Another academic, Laura Gilliam, an associate professor in educational anthropology at Aarhus University, contends that minority children, particularly those with a Muslim background, are let down by the education system.

“Instead of looking at individual reasons, many teachers explain these childrens’ behaviour with stereotypical religious or cultural explanations,” she said.

“At least we feel safe here”
At Bazar Vest, a melting pot of cultures and favoured shopping destination by many immigrants in the city (most notably from Asia and Africa), many of its residents said that the rise in rhetoric had made them afraid to leave the district.

In Aarhus West, at least, they feel safe. “There are some white areas in Denmark where I’ve gotten dirty stares,” contended Jasmine Afolabi, a 13-year-old from the district. 

Afolabi, who is Danish by nationality but has parents from Nigeria and Namibia, said that she attends a nearby school in the Aarhus West area as it gives her a “sense of belonging”. 

Two burka-clad female immigrants with a Muslim background from Somalia conceded that racist attitudes prevail.
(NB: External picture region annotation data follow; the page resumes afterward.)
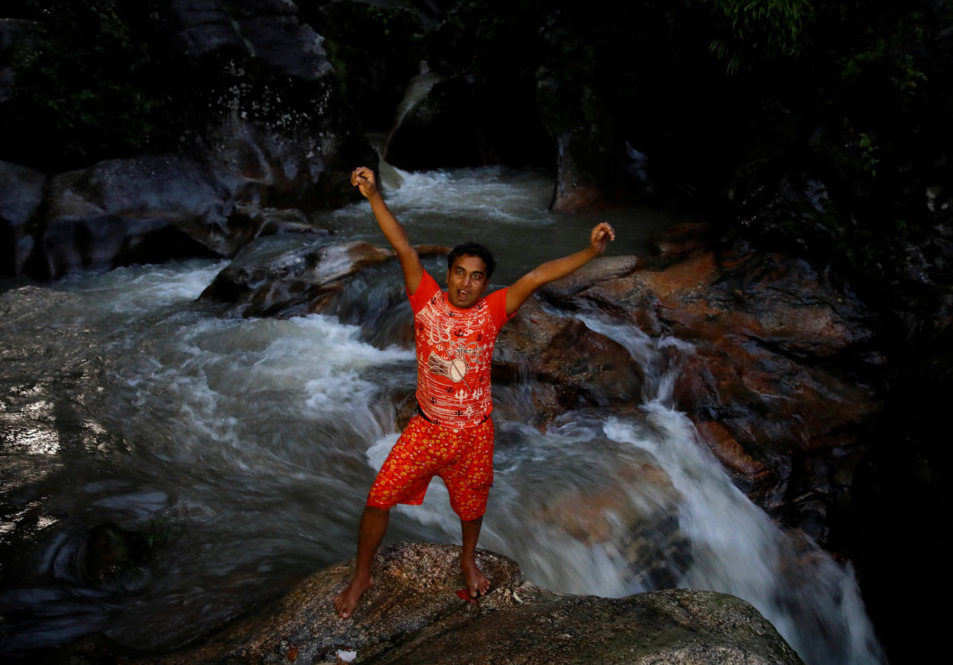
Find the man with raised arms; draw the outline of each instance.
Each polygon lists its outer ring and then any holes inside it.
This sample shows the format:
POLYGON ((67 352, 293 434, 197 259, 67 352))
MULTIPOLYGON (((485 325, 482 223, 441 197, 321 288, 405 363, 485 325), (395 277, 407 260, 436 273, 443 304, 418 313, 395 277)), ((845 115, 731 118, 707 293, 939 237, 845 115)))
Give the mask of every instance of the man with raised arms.
POLYGON ((508 289, 486 297, 483 291, 496 261, 482 245, 465 243, 447 259, 448 291, 443 292, 423 270, 407 232, 384 203, 374 171, 358 167, 351 174, 351 184, 371 203, 403 271, 414 310, 417 413, 368 494, 357 532, 355 574, 335 598, 335 609, 342 618, 351 615, 374 583, 371 562, 387 531, 391 509, 398 503, 421 503, 435 475, 443 479, 451 507, 460 518, 460 571, 468 593, 476 598, 489 590, 490 580, 476 565, 476 550, 493 482, 490 370, 497 334, 537 289, 581 268, 616 237, 611 226, 598 224, 584 250, 547 261, 508 289))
Teka Ahmad and Asiili Sheikhnur narrated first-hand experiences of being uncomfortable outside their neighbourhood. 

Elaborating further, Sheikhnur termed the heavy Muslim enclave to be a ‘village’ of black people. “Outside this area, Danish people look at me in a racist manner,” she concluded. 

Dominic Sidibe, the BLM representative for the Aarhus chapter, agrees that most black people feel comfortable in Aarhus West. “It is a neighbourhood where most black people live and feel safe,” he said. 

Sidibe, an immigrant from Sierra Leone who has been living in Denmark for the past 14 years, contends that black people are often “stared at” or given unwelcoming looks. 

There’s a line 
But not everyone from Aarhus West feels discriminated against – if anything, many of the locals are quite laid-back about the situation.

“If you live in a country, you must respect their system, which I do,” said Mike Eke, an immigrant from West Africa. 

About 2,500 people gathered outside Aarhus City Hall in June to kneel in silence in solidarity with the BLM movement following the murder of George Floyd in police custody in May, but Eke was not impressed. 

“This was propaganda because nobody is protesting about the tens of thousands of black people who die in Africa every day,” he contended.

Mohamed Abdi Warsame, a Somali immigrant, does not think the problem is endemic: “I have been living here for 14 years and I find Danish people and Danish society to be one of the most tolerant in the world.”

However, some politicians, like Paludan, said Warsame, know all too well how to “provoke” people. Citing the 2005-06 Mohammed Cartoons controversy, he conceded there is a line you should not cross.

“Even some of the locals disagreed with that,” he said.